Tuesday, 4 February 2014

Melbourne Now!

Melbourne Now (visit the website here) is a wonderfully exciting initiative by the recently appointed Director of the National Gallery of Victoria - Tony Elwood - and of course his team. In the short period he has been with the gallery (he returned from the Queensland Art Gallery which he had revitalised) all sorts of things are happening in what was once a rather stuffy and rather predictable art gallery institution. Not any more! This is opening the doors of the gallery to more than just the usual gallery-goers and showcasing some of the enormous talent of this city. Since it opened in November (it closes 23 March) over 400,000 visitors have visited both the National Gallery of Victoria - International (St Kilda Road) and the Australia gallery (in Federation Square) through new and vibrant eyes. 

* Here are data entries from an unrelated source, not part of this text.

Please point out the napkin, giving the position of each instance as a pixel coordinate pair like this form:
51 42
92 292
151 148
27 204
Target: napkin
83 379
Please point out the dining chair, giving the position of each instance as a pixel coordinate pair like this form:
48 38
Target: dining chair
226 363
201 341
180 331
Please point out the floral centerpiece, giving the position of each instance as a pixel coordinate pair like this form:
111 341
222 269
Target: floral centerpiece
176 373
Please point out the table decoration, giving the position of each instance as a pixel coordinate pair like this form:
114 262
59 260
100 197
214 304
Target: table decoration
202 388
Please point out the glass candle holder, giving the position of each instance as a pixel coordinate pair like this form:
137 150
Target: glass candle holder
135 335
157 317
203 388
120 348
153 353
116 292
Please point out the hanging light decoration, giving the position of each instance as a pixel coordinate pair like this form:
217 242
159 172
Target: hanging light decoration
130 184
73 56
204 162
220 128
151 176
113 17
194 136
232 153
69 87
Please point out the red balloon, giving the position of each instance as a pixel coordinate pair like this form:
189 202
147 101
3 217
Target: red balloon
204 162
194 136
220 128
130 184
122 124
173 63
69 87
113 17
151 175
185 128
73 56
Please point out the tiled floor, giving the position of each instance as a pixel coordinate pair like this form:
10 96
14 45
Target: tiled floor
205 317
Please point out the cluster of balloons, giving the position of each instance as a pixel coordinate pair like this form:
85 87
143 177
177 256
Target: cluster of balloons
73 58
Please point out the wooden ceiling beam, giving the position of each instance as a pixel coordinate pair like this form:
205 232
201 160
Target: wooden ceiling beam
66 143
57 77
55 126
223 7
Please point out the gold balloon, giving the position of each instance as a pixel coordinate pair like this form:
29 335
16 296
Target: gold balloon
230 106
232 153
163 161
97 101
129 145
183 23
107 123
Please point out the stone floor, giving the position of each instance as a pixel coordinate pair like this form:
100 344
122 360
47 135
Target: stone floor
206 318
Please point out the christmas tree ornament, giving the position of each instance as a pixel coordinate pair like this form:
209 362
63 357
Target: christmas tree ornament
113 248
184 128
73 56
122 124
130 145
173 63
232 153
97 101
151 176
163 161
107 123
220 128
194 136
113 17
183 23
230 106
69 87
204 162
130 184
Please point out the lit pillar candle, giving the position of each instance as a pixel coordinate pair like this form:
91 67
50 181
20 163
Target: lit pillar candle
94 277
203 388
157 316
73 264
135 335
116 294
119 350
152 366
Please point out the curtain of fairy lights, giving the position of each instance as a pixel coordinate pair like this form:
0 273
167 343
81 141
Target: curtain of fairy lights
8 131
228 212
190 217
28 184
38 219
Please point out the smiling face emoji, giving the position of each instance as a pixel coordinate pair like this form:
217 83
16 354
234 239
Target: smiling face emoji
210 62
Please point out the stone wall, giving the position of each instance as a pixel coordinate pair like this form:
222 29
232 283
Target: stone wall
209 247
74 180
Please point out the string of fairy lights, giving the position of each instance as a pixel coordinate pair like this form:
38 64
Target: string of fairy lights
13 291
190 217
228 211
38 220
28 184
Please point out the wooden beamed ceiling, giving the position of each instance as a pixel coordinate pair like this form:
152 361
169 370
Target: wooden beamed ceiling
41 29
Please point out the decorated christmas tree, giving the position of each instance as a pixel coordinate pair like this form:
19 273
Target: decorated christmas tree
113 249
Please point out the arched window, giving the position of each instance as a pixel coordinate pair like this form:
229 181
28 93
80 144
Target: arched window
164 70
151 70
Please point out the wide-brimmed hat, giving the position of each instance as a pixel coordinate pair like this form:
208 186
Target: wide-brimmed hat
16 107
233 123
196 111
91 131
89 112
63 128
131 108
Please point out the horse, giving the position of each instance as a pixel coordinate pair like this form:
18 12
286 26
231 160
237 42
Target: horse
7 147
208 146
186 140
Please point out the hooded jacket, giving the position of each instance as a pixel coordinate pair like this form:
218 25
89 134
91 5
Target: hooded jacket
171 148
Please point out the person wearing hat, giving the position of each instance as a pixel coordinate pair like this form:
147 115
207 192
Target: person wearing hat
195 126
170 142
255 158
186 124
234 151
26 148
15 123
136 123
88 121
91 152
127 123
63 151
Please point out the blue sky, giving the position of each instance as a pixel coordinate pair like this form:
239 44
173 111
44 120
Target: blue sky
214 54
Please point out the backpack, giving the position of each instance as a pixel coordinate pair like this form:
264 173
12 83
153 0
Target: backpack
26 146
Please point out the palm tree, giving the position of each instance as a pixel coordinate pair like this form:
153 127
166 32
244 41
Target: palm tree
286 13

The famed waterwall as you have never seen it
Of course the wonderful 'regular' collection is not forgotten and is often incorporated in some of the instillations but in the meantime there are activities aplenty going on in both the NGV International (NGVI) and also the NGV Australia (NGVA). What I found interesting was the number of young people who I have seen visiting the gallery and I suspect some are visiting for the first time. It has become an exciting place to be. It's quirky, interesting, challenging and fun. Seeing children (and adults!) threading, playing, drawing and just participating in so many activities at both galleries and in the lovely garden (a hidden gem of Melbourne) at the NGVI has been a joy. 
NGVI sculpture garden - overlooked by 'the city'
You are welcomed at the NGVI with an instillation both outside the waterwall and continuing inside. This is the Community Hall - a place where a band can be playing, or set up for story time, or for artworks, or dance - and much much more. It's a hive of activity. 
The vibrant Community Hall in the gallery foyer - open to all-comers
On the other side of the NGVI courtyard is an instillation of Ikea waste bins created into a goedesic dome. It's just another example of unexpected creativity.
Just another use for an Ikea waste bin - the Bindow by Rory Hyde!!
Then there are the sculptures in the garden, flags flying in the Great Hall. This is a coming together of artists, architects, designers, performers, then there is the threading of beads to be hung around the gallery. I was amazed at how participatory everything and everyone was in joining in the fun. With over 175 different individual and group presentations it really is hard to pick a favourite.
Visitors of all ages - threading, hanging, messaging
Perhaps one of the highlights was a video of Melbourne laneways. We popped in behind a curtain at NGVI and didn't want to come out! What a video journey we went on - we couldn't work out how it was done - clever Daniel Crooks. Do spend some time moving through the back lanes of the suburbs - and it's a great opportunity to rest your weary feet!

But it was at the NGVA on the ground floor that was the most fun for me. The renowned Hotham Street Ladies (visit their website here) have created a 50's living room and the 'remains' of a Christmas Day meal - all in icing! Even the dado's on the walls are made of icing. Now there would be some/many who would say that 'this is not art' but for me 'art is in the eye of the beholder' and this beholder thought it was fun!
Hideous icing carpet, look for the icing sugar nickety nacks when you are there!
Imagine eating your way through this crocheted blanket!

A memorable Christmas lunch (all - yes all except the chairs and tables - icing)
I could go on and on but I'm sure you have the message! There is loads to see, loads to do, loads to ponder, and loads to enjoy. It's not all fun and games but it has brought a vibrancy to an oft considered staid and rather intimidating institution. Try and allocate a couple of hours for each Gallery. I'll leave you with a Melbourne Now directions to the loos! It sort of sums up the quirkiness of this extraordinary event.